AUGUST 2009 RADS

fmakj

Lemon:  No I believe that your eyes are pretty safe.  Ask them to show you the entire field that is being treated to that you feel comfortable.  My advice though is to make sure that your chin is towards the ceiling (if your head is not turned away as some are) and not tucked into your chest as it "could" get into the radiation field.

Good News today I had #13 of what I thought was 33 and Onc told me at my appt with him that I was getting 25 tx with 5 boosters!  Maybe I misheard at the beginning, but that makes this wednesday half way through!  Woo Hoo!

Be Well All! 

caphan

Thanks 03132W!  I'll ask the oncologist tomorrow.  3 weeks would make me much happier!

jancie

I made it through my first rad treatment.  Only 29 more to go.  My breast felt warm tonight around 9 pm even though I had rads 12 hours earlier.  I put some aquaphor on my breast as that seems to be what most of you gals are doing.  I do have some aloe gel - maybe I will use that tomorrow instead to help cool down my skin.

I couldn't believe how fast it went!  I did ask if I should close my eyes during treatment and they said no.  They did tell me not to wear any deodarant and I know from prior posts to not put anything on my skin prior to going in.  Ok....I heard that you could put something on 4 hours before treatment but I am not getting up at 5:30 a.m. to put something on my skin

I have an appt with the radiologist once weekly.  One question I am going to ask this time is why 6 weeks of treatment when my nodes were clear and I went through chemo prior to this.

ccbaby

Jancie...I am surprised that they want you do do radiation with clear nodes if you had a mastectomy, or did you have a lumpectomy? And how close were your margins? I know that they go by all of that and other factors from your pathology report  when deciding whether to do radiation.

SueInOhio

Hi again!

Chris: I didn't do anything special for the swelling.I did do the exercises.

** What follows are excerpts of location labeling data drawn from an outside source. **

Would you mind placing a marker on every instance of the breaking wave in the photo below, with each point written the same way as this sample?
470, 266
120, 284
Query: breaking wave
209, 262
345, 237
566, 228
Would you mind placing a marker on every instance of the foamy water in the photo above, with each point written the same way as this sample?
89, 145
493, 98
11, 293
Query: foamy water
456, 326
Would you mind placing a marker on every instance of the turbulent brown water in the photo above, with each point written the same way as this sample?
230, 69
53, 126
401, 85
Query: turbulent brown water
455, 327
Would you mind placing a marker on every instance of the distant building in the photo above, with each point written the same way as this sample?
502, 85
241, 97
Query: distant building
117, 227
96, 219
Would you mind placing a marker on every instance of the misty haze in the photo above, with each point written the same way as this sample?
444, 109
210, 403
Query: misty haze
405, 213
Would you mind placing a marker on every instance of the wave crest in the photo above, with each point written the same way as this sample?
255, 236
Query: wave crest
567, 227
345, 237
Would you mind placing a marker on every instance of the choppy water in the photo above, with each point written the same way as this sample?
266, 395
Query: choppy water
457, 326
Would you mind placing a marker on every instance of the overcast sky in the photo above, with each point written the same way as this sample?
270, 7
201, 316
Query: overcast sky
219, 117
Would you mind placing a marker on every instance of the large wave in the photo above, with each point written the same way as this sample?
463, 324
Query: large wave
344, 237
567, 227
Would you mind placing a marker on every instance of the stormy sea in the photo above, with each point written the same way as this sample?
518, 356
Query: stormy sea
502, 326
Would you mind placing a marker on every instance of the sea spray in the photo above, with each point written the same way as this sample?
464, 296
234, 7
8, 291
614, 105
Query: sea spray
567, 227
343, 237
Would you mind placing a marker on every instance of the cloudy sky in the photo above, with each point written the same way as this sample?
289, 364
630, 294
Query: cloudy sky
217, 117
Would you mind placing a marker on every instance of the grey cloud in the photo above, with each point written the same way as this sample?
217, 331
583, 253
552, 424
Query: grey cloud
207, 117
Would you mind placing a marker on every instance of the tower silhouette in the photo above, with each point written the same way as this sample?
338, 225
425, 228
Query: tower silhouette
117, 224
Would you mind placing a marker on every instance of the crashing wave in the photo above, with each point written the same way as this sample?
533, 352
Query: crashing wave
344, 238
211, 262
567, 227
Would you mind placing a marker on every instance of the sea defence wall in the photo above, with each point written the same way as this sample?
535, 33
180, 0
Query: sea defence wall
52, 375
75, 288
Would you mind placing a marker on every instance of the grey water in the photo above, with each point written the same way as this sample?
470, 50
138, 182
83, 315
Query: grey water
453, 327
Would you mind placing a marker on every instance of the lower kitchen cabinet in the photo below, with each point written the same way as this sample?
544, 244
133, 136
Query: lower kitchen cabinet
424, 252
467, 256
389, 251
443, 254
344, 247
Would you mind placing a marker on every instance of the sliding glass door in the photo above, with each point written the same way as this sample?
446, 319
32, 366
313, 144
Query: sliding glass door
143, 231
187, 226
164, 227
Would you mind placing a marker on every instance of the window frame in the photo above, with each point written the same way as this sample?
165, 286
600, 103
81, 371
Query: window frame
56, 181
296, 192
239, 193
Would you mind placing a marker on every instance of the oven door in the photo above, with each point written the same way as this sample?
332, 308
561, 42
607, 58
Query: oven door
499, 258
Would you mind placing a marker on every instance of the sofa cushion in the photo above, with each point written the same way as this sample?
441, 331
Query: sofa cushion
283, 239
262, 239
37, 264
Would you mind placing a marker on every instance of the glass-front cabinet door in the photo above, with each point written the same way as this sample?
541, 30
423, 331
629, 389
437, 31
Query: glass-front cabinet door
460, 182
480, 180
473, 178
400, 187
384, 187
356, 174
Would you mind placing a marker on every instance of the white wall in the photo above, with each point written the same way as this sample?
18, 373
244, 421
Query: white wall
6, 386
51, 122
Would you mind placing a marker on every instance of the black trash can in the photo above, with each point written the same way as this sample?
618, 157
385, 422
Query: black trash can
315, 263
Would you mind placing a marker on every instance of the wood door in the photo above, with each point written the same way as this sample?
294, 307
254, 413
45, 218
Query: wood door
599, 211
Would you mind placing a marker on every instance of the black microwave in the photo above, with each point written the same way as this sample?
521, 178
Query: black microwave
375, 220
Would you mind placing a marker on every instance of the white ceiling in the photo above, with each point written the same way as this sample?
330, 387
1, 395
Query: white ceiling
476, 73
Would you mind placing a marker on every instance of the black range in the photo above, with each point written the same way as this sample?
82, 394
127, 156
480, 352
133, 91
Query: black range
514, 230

My favorite was the spider walk with your fingers up the wall. I have full range of motion now. And the swelling just subsided. Numbness is still there though.

fmakj: Hooray on making it to the halfway point!!!

Oh, I did pick up a couple of those front closing bras at Walmart...$7 apiece was a steal!

Question for you all: I am thinking of flying from Columbus,OH to Houston for the Labor Day weekend because NO tx on Monday. I will be at tx #20. Lymphedema does not seem to be an issue with me. It is a 3hr non-stop flight. It would be a visit to see my 80+ year old parents (who have been wonderful from afar during this ratsy Dx). I just have this NEED to see them. Is this do-able or should I just stay put?

Hugs to all,

Sue

kawee

Jancie, I started by rads on the 17th.  Noone told me about creams at all.  Sounds like everyone is using something on their breast everyday.  Tomorrow I'll ask the rad oncologist about it.  Haven't really felt too much yet but I'm with everyone else, this whole thing is a drag and has gotten really old.  I'm already tired from the whole ordeal.  Don't want to do it, but to quote someone else "afraid not to". 

BetsyBuzz

Hi all,

Add me to the newbies. I had my first rad of 33 today, 26 regulars and 7 boosts. The only thing that surprised me was the size of the area they radiate. It's bigger than I expected. Since I have had an allergic reaction to aloe in the past, they told me to use Aquaphor.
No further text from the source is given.